U.S. Rep. Tim Ryan isn’t giving up his fight to keep Nancy Pelosi from taking over as speaker


U.S. Rep. Tim Ryan isn’t giving up his fight to keep Nancy Pelosi from taking over as speaker of the House – even though no candidate has stepped forward to challenge her.

Ryan of Howland, D-13th, among the leaders of the anti-Pelosi group, said he’s confident there is enough opposition among Democrats to keep her from reaching the needed votes to get elected speaker Jan. 3.

Pelosi won the Democratic caucus’ nomination for the position Nov. 28 with 203 of the 238 votes cast. When the House meets next month to vote on a speaker, Pelosi needs 218 votes, one more than half of the body’s 435 members, to win under normal circumstances. However, some can skip the vote and others can vote “present,” lowering that 218 threshold.

Though 238 votes were cast in the Democratic caucus meeting, The Washington Post said Democrats will likely control 235 seats next year.

Ryan said about 23 or 24 Democrats, including himself, will vote against Pelosi as speaker on the House floor, “and we’re talking with a few other people. It’s going to be close.”

“First and foremost, this was an election of change,” Ryan said. “Voters who voted for Democratic candidates voted for change. Many of those elected said they’d come to Washington and vote against Nancy Pelosi. It was the difference-maker in a lot of those elections. They were against the status quo.”

Those incoming freshmen House members are having “their arms twisted” to vote for Pelosi on Jan. 3, Ryan said.

“The whole country is clamoring for change,” he said. “It’s wrong to not give people the change they want. Several have gone back on their commitment” to not vote for Pelosi.

Ryan admits Pelosi “holds all the cards. Lobbyists and big-time donors are calling members of Congress to pressure them. It’s hard not to crack.”

Ryan said he holds out hope that someone will challenge Pelosi, but it won’t be him.

“If we continue to have the numbers to stop her from getting to 218, if she doesn’t have enough votes and it looks like there will be a messy floor fight, I can see someone emerging to challenge her,” he said.

Pelosi has been Democratic leader since 2003 and was speaker when Democrats had the House majority from 2007 to 2010.

Ryan unsuccessfully ran for House Democratic leader in 2016, losing to Pelosi 134 to 63.

“It’s unfair to think only one person can serve,” he said.

Ryan said Democrats continue to ignore the Midwest.

“Of the top six Democrats [running for House leadership], none are from the Midwest and only one is from the South,” he said. “We’ve turned completely into a coastal party. There’s a concern that our party has been tied to the coasts and lost its connection to working people.”
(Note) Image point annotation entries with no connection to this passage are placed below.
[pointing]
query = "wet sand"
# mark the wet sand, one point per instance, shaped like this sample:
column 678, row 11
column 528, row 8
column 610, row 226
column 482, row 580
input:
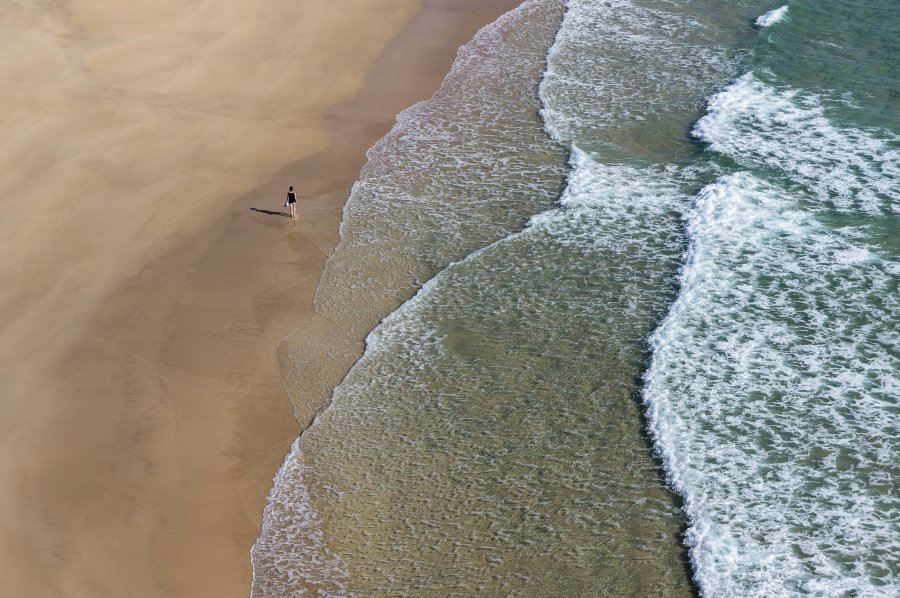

Ryan is poised next month to become chairman of the House Appropriations Committee’s Legislative Branch Subcommittee. It controls the purse strings of the legislative branch overseeing the spending of the House, the Capitol police, the Library of Congress, the Government Accountability Office and is one of only 12 Appropriations subcommittees. It also puts Ryan in a position of power.

Is he concerned that his vocal battle against Pelosi could jeopardize that appointment?

“No, it’s party politics,” he said of the speaker fight. “I would hope someone wouldn’t get punished for representing their constituents.”

Ryan along with U.S. Reps. Seth Moulton of Massachusetts and Kathleen Rice of New York – the three leaders of the anti-Pelosi movement – met with Pelosi last week behind closed doors.

“I told her these new members made promises, and they said they came here for change, and I’m deeply concerned that if they went back on their word that they won’t be [re-elected] in two years,” Ryan said. “She thought these candidates would be fine if they voted against her in caucus and voted present on the floor. That’s a cute ploy that won’t work. This is not personal. It has nothing to do with personalities. It’s about us keeping a long-term majority” in the House.

Ryan said others in last week’s meeting wanted Pelosi to commit to serving for only a specific short period of time and then step down.

“It didn’t go over well” with Pelosi, Ryan said.

Statistics show that Ohio’s 13th District had the second-biggest swing toward Republicans in the country from 2016 to 2018. Ryan went from 67.7 percent of the vote in 2016 to 60.8 percent last month.

It should be noted that his Republican opponent in 2016, Richard Merckel, did virtually no campaigning while Chris DePizzo, his opponent in the recent election, worked very hard. Also, winning 60.8 percent of the vote is a pretty strong victory, and the days of Democrats getting 75-percent of the vote in the Mahoning Valley are over.

“I took on Nancy Pelosi, and I still got hit with being tied to her,” said Ryan, who voted about 95 percent of the time with Pelosi. “Also, we’re running into those national headwinds that say the Democratic Party has forgotten working-class people. The president is hitting us on that, and we’re doubling down on a coastal party that comes across as elite. Guys like me are running into the national headwinds.”